The first Boss Baby movie was a film largely reliant on the humorous idea of Alec Baldwin’s voice coming out of a baby’s mouth. This concept felt stretched when utilised in a feature-length animated film. Meanwhile, the sequel operates on a sugar high as it rarely slows down. The Boss Baby: Family Business has a few promising ideas, but the movie is constantly in a rush as it jumps from one big colourful set-piece to the next. While the 1950s-inspired animation is pleasing, the film does become a bit of a sensory overload.

The movie does begin with a few interesting themes, primarily the now adult Tim’s concern that his oldest daughter is growing up too quickly. One of the high points of Boss Baby 2 primarily comes from Tim’s baby Tina. Amy Sedaris voices the character with the needed spunk as she sends her father and uncle on an important mission. The animators give her plenty of expressions and she ends up stealing the show. Another impressive piece of character animation comes courtesy of the villain Doctor Armstrong, the founder of an advanced school. He feels like he walked right out of a Disney animated film from the ‘50s, especially recalling Tweedledee and Tweedledum from the studio’s Alice in Wonderland.

One of the stronger elements of the first Boss Baby was the visual presentation, which recalled the work of UPA. That continues here with production designer Raymond Zibach giving the film plenty of colour and creative environments. Despite how admirable the animation is, the sequel again disappoints in the story department. There’s an attempt to show a rift between Tim and his younger brother Ted, but it’s not quite as compelling as it could be. However, this can largely be blamed on the movie’s pacing, which is at hyper speed.

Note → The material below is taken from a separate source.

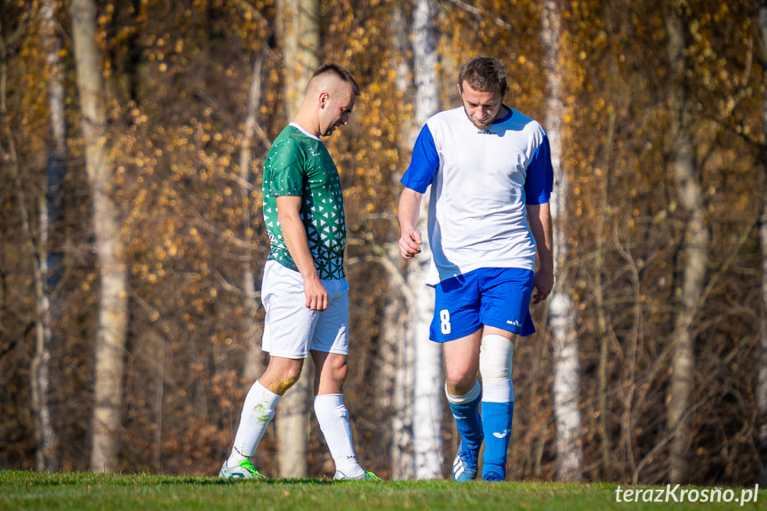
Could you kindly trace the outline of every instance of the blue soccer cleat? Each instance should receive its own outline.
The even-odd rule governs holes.
[[[468,483],[476,479],[476,460],[479,458],[479,446],[471,449],[460,441],[455,461],[452,462],[452,478],[459,483]]]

There is rarely a moment where Boss Baby 2 slows down and takes time to rest.

Director Tom McGrath puts together several big action scenes, ranging from a pony chase through the city to baby ninjas. As vibrant and colourful as they are, we’re given one right after the other and it gets tiring rather quickly. While a few chuckles occur here and there, again mostly due to Sedaris, most of the comedy disappointingly goes for easy jokes. We get sudden references to movies like Norma Rae and The Shawshank Redemption and even DreamWorks’s own Spirit: Stallion of the Cimarron, along with some other bizarre gags. There is even a bit of product placement, courtesy of Play-Doh and Mentos, that’s a tad distracting. Thankfully, the film does have less toilet jokes than its predecessor.

One can understand the need to take The Boss Baby: Family Business in wackier directions and even though the first film was profitable, you can tell McGrath and his team did have a story they were excited to tell rather than the sequel being merely produced for financial gain. Those who enjoyed the first film will probably get the same enjoyment with this second chapter. For those who found The Boss Baby already an idea stretched to its breaking point, it’s debatable whether the sequel will change minds. The filmmakers and animators definitely had fun putting this film together. There’s just a wish for calmer and less chaotic scenes.